Like MetaCore, the web-based IPA software lets you analyze data from many sources, such as gene expression microarrays, microRNA microarrays, SNP microarrays, metabolomics, proteomics, RNA-Seq experiments, and other types of experiments that generate lists of genes or chemicals. Also similar to MetaCore, IPA is based on the Ingenuity® Knowledge Base, which gives users powerful search abilities that can help to frame data sets or specific targets or biomarkers in context, within a bigger picture of biological significance. You can search for information on genes, proteins, drugs, or chemicals, and then use this information to build models of your experimental system.

IPA offers different features for different functions. For example, its ‘Data Analysis and Interpretation’ speeds the identification of key relationships, mechanisms, functions, and pathways, from the reams of data. IPA’s ‘Core Analysis’ looks at the data set and reports back on signaling and metabolic pathways or networks that are most disrupted. This can help you understand the effects of changes in mRNA, protein, or metabolite levels on well-characterized pathways; understand the effects of a set of genes on a disease phenotype; or compare pathways or phenotypes at different times, or drug doses, or populations of patients. IPA also includes ‘Metabolomics®’, ‘Tox®’, and ‘Biomarker®’ features for specialized analyses.

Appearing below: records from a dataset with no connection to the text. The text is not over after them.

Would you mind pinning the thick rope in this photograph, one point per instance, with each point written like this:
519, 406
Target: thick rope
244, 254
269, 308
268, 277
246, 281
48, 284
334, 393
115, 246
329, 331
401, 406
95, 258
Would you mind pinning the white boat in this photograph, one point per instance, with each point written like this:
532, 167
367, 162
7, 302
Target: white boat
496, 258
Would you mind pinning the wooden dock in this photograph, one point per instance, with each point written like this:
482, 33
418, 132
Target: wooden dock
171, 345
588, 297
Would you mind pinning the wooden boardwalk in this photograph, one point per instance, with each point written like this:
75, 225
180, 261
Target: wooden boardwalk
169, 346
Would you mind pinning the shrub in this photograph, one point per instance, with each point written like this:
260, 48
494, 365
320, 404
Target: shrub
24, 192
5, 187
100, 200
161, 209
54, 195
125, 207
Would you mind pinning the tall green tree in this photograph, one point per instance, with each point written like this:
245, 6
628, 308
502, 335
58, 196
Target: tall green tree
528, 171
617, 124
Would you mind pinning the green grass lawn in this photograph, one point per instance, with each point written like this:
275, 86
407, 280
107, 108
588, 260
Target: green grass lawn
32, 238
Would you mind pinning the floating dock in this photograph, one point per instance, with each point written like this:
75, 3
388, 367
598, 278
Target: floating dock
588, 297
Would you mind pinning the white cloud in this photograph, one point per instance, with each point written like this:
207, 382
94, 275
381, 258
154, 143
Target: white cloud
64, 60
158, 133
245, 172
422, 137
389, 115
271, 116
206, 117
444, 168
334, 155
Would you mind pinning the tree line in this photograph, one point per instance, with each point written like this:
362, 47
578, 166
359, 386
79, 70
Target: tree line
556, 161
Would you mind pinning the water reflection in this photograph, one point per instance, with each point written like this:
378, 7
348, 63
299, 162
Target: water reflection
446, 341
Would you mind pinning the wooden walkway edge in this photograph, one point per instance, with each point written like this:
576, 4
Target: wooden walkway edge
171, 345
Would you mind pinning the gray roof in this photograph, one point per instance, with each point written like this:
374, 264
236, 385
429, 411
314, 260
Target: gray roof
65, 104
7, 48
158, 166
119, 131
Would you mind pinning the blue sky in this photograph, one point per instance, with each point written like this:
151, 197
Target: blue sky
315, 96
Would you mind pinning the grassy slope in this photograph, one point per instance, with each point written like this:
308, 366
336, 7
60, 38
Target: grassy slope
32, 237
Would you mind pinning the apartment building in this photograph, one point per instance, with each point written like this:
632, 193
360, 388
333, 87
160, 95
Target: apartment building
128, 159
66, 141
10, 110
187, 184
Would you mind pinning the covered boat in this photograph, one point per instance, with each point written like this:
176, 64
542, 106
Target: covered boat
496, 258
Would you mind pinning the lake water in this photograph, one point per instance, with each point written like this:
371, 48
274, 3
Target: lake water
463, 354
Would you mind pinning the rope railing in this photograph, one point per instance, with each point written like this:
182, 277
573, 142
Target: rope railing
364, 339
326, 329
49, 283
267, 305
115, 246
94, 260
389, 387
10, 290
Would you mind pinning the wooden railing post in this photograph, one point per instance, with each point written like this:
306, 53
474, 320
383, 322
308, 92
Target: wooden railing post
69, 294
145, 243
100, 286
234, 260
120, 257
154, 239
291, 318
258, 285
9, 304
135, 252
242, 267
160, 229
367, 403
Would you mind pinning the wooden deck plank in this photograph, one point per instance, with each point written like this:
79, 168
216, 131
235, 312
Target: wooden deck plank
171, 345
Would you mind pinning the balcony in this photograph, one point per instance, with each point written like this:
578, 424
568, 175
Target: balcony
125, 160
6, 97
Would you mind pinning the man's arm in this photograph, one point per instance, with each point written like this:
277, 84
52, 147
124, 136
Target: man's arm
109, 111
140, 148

PathwayArchitect® from Stratagene/Agilent Technologies

PathwayArchitect (powered by avadis™) includes 100 manually-curated pathways with a database of more than 2 million biological interactions. The interactions more relevant to your data sets are found more quickly with their Relevance Interaction Network algorithm. Starting with a list of proteins, Relevance Interaction Network analysis identifies a network of proteins and small molecules that are most statistically related to the biology of the listed proteins. This is especially helpful for a biologist wanting to find binding partners in protein complexes, networks of transcriptional regulation, or a group of regulatory proteins. The PathwayArchitect software is designed for biologists, so it may be less useful for those in related but not bio-focused areas.

GenePattern from the Broad Institute

GenePattern is a genomic analysis platform with over 230 tools for analyzing gene expression, proteomics, SNP analysis, flow cytometry, RNA-seq analysis data sets. It lets you create analysis pipelines using a web-based interface. Given a list of genes, GenePattern’s KSscore uses statistical analysis to determine the positional distribution of those genes. GenePattern’s Gene Set Enrichment Analysis can determine whether a set of genes shows statistically significant differences biologically – in other words, whether they might show different phenotypes.

Each pathway analysis software package offers powerful tools. Try a few to find the one that’s best for your experiments and data. Ultimately, using more than one kind of software to analyze your data may provide new insights or lend extra confidence to your results.

The image at the top of the page is from Ingenuity Systems.